La conoscenza di un paese passa anche attraverso la conoscenza della sua tavola. Per chi viene in Italia, questo concetto vale forse ancora di più, date le innumerevoli eccellenze alimentari di cui ci possiamo vantare. Tra di esse, l’alta salumeria è sicuramente un fiore all’occhiello del nostro paese, per qualità e diversità, considerato che ogni regione ha almeno un prodotto fregiato di marchio DOP o IGP.
L’arte di far salumi, però, non è cosa recente, bensì risale alla notte dei tempi, ma allora era per uso esclusivamente personale. Solo in epoca etrusca (e siamo intorno al V sec. a.C.) possiamo vedere una prima “produzione” destinata al commercio, cosa che si affinò e stabilizzò in epoca romana, quando la coscia di suino cominciò ad acquisire un valore importante per la sua commercializzazione e per il suo essere protagonista durante i fastosi banchetti. Di lì alla realizzazione di veri insaccati agevolati dall’utilizzo del sale per la conservazione e delle spezie per l’aromatizzazione il passo è breve, sebbene per parlare dei primi veri laboratori alimentari bisognerà aspettare il XIX secolo.

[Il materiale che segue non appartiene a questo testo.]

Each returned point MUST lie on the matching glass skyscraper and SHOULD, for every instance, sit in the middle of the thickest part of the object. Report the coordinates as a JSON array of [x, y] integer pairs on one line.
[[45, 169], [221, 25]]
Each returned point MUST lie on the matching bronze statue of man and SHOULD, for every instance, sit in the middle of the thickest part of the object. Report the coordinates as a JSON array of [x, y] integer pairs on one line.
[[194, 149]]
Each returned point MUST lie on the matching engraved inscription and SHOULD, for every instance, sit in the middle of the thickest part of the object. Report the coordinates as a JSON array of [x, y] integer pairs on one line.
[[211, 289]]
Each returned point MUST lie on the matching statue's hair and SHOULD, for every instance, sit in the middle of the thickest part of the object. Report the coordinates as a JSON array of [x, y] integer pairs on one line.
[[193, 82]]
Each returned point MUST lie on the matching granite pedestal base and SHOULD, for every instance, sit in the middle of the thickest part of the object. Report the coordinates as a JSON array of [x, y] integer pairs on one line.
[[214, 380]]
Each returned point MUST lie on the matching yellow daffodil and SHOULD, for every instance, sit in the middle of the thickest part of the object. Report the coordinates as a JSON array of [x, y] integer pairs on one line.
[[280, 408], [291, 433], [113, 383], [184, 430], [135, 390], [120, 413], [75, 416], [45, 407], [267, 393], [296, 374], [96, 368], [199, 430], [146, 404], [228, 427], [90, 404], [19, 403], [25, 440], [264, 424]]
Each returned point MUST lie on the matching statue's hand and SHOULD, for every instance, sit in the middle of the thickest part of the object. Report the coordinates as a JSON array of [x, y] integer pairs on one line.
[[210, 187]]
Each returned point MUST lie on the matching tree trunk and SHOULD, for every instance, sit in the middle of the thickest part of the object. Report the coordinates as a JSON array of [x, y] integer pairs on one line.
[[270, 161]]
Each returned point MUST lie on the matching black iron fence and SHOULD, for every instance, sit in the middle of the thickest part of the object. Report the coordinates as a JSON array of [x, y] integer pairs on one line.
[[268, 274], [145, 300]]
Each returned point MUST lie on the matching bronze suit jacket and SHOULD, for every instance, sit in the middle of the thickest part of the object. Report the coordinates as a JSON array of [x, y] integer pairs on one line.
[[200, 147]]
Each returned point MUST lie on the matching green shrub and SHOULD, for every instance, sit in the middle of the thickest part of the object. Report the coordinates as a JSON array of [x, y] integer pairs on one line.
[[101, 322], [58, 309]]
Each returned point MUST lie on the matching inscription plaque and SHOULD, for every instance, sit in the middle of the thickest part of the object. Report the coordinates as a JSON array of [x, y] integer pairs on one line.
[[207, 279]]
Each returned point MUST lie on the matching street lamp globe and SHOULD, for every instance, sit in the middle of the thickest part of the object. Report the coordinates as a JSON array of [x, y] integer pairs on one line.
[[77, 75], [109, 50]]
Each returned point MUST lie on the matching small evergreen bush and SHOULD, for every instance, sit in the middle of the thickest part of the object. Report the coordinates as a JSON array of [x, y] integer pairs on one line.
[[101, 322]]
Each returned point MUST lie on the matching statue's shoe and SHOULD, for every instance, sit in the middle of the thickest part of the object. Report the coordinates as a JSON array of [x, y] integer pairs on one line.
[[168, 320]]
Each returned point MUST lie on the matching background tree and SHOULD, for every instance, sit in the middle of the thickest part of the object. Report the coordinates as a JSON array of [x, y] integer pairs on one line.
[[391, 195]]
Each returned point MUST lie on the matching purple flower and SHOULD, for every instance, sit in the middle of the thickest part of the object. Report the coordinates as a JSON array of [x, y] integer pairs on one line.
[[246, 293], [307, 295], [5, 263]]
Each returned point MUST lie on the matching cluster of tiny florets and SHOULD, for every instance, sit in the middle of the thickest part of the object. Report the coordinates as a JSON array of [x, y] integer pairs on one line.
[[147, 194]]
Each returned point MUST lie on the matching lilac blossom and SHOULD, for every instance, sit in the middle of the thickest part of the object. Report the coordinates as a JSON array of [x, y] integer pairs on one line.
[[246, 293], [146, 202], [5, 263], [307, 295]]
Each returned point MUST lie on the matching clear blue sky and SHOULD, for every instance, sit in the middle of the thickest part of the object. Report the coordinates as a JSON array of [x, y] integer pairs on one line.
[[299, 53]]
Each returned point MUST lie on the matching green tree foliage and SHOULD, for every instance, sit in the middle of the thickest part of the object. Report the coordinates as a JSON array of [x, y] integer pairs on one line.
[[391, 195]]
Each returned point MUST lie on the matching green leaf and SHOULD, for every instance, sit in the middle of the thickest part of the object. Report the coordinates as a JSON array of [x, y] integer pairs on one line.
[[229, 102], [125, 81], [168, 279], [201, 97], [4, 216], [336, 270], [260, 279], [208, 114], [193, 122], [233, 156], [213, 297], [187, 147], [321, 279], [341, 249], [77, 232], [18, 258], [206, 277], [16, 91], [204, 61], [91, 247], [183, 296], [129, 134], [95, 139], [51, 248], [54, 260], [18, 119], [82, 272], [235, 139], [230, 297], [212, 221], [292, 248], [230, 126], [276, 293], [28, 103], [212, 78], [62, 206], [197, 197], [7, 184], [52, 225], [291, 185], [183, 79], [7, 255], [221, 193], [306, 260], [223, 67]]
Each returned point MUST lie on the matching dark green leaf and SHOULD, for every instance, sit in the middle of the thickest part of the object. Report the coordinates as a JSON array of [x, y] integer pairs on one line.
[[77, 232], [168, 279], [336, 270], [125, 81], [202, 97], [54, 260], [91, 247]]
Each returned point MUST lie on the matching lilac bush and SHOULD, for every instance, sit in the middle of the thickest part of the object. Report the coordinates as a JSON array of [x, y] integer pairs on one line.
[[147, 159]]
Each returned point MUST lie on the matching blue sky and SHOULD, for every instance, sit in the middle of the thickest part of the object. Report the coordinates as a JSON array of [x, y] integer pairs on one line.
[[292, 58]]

Passeggiando però, tra i vicoli dei paesini più caratteristici e pittoreschi italiani, vi sarete sicuramente accorti della presenza di piccole botteghe, chiamate norcinerie. Questo termine fa riferimento all’antica figura del norcino, che tra il XII e il XVII sec. si accreditò come uno dei mestieri più importanti legato a corporazioni e confraternite, perfino sostenute dall’appoggio del Papato. Si trattava di una professione particolare, comunque, considerato che il maiale veniva ucciso una volta l’anno e non esistevano ancora tecniche di conservazione della carne adeguate. Solitamente si trovavano così a dover lasciare le loro città (Norcia, Cascia, Firenze e Roma) agli inizi di ottobre e a tornarci verso la fine di marzo, dove poi riprendevano i loro lavori di giardinaggio o vendita o lavorazione della paglia, in attesa di un nuovo ottobre.
La figura del norcino ha iniziato a scomparire dopo la II Guerra Mondiale, con l’avvento dell’industria alimentare, ma nelle città e nei paesini rinomati per i loro salumi da sempre, non è difficile trovare ancora chi realizza questi prodotti con i metodi antichi. Regioni come l’Emilia Romagna, la Toscana, l’Umbria e il Lazio, grazie alla loro terra e al loro clima sono le regioni che maggiormente legano la loro fama a questi prodotti, i quali, peraltro, trovano nel vino locale lo sposo perfetto!
Tra i salumi a marchio DOP spiccano: la coppa Piacentina, il Culatello di Zibello, il Lard d’Arnad (Val d’Aosta), il Prosciutto di Parma, il Prosciutto di San Daniele, i Salamini Italiani alla Cacciatora e la Soppressata Calabrese. Tra quelli IGP, invece, la Bresaola della Valtellina, il Ciauscolo, il Lardo di Colonnata, la Mortadella Bologna, la Porchetta di Ariccia, il Prosciutto di Norcia, il Prosciutto di Sauris e tanti altri ancora.
Se adesso vi è venuta una voglia irrefrenabile di pane e salame, sappiate che domani, l’Istituto Valorizzazione Salumi Italiani organizza a Reggio Emilia un aperitivo di degustazione gratuito dal nome SalumiAmo presso lo spazio Gerra, in occasione della 52esima Rassegna Suinicola Internazionale che si terrà dal 18 al 20 aprile. Quindi non resta che dirvi… pancia mia fatti capanna!